GRITARAM-NA LADRA
Quando se viu naquela situação, lembrou-se do filme A Livraria. Sentiu-se como aquela mulher. A protagonista que, pelo fato de querer instalar uma livraria em vilarejo inglês de 1950, foi rechaçada até as últimas consequências pelos habitantes do lugar. Mesmo assim, enfrentou os que quiseram impedi-la.
Acolheu os sofrimentos causados pelos inimigos e desafetos que, viram em sua atitude algo que nem conseguiam explicar, para além do fato de que uma mulher viúva não deveria abrir uma livraria, mudando a rotina da cidade que nunca havia tido uma. Fez o negócio prosperar. Por fim, renunciou ao sonho. Foi embora.
Quando se viu naquela situação, lembrou-se do filme A Livraria. Tal como aquela mulher, em algum momento, renunciou ao sonho. Não sem ter lutado. Não sem tê-lo tornado realidade. Não sem ter colocado sua força de trabalho e aptidões em favor de outras pessoas.
Tal como a personagem do filme, era uma mulher. Divorciada. Mãe de dois filhos. Advogada. Gestora. Cuja única falta, ao que parecia era existir. Extrapolar os limites e papeis que a sociedade quer ver cumpridos por uma mulher.
Percebeu – a razão esmaecida em nome de uma crença que, aos poucos, perde o contato com a realidade. E faz da verdade, o que querem dela. Construída em cima de boatos. Achismos. Linchamentos.
Gritaram-na ladra. E atiraram as primeiras e todas as pedras. Sumiram com a prerrogativa da dúvida. A presunção de inocência. Julgaram-na, de forma anônima e protegida pelas redes sociais. Sem critérios. Sem escrúpulos. Sem vergonha. Sem respeito. Sequer por si próprios.
Não tiveram o discernimento de olhar para os fatos e lidar com a situação se atendo ao que era posto. Fizeram da mentira, a verdade. E acreditaram nela. Ao tempo em que rechaçaram e cegaram os olhos diante deles, os fatos.

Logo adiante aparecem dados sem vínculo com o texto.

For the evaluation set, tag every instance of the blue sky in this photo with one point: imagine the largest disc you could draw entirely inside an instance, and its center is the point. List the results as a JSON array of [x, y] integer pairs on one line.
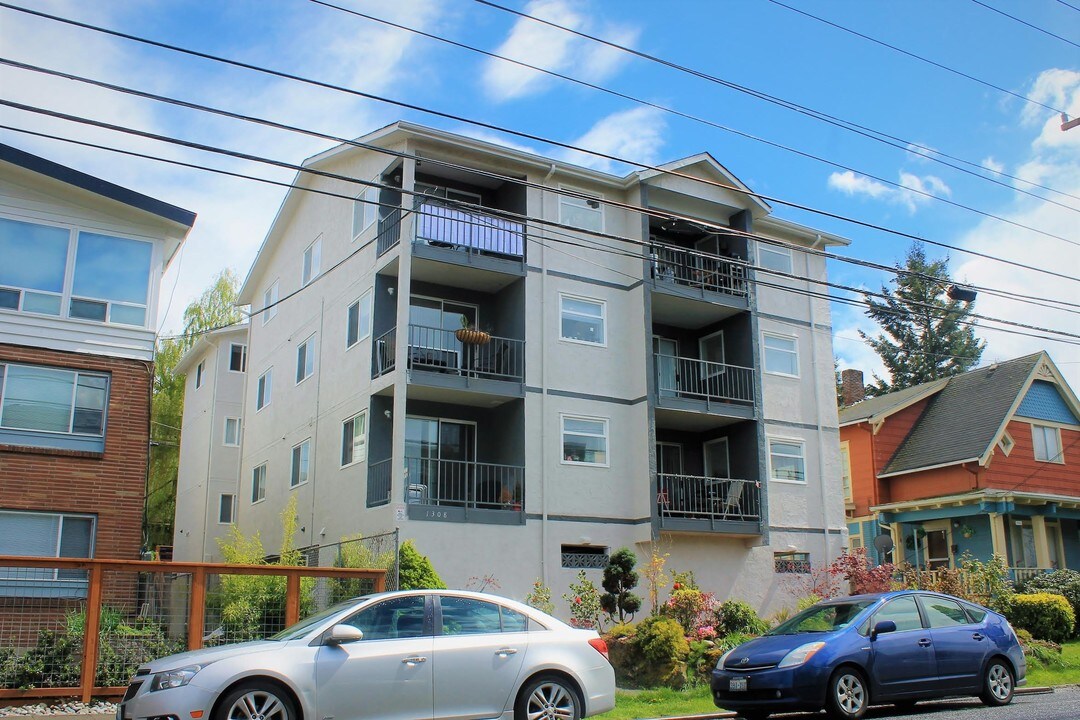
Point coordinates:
[[751, 42]]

Muitos não tomaram partido. Outros pediram perdão pela covardia. Alguns ofereceram ajuda, mas fingiram não conhecê-la. Todos provaram do próprio veneno.
Ela, a livreira. Vendo-se condenada sem julgamento, pela maldade de uma plateia incauta. Sedente por imputar culpas. Escolher uma vítima – talvez para esconder e espiar suas próprias faltas, suas próprias desonestidades, suas próprias corrupções, suas próprias deslealdades, suas próprias mentiras.
Queriam um Cristo. Ela se deixou apedrejar. Ergueu os braços abertos. Embora não pudesse, dessa forma, conter as pedras atiradas. Ainda que ferissem mais os atiradores do que a ela. Permitiu. Bradou. Joguem bosta na Geni. Ela é feita pra apanhar. Ela é boa de cuspir. Se sabia. Bendita Geni.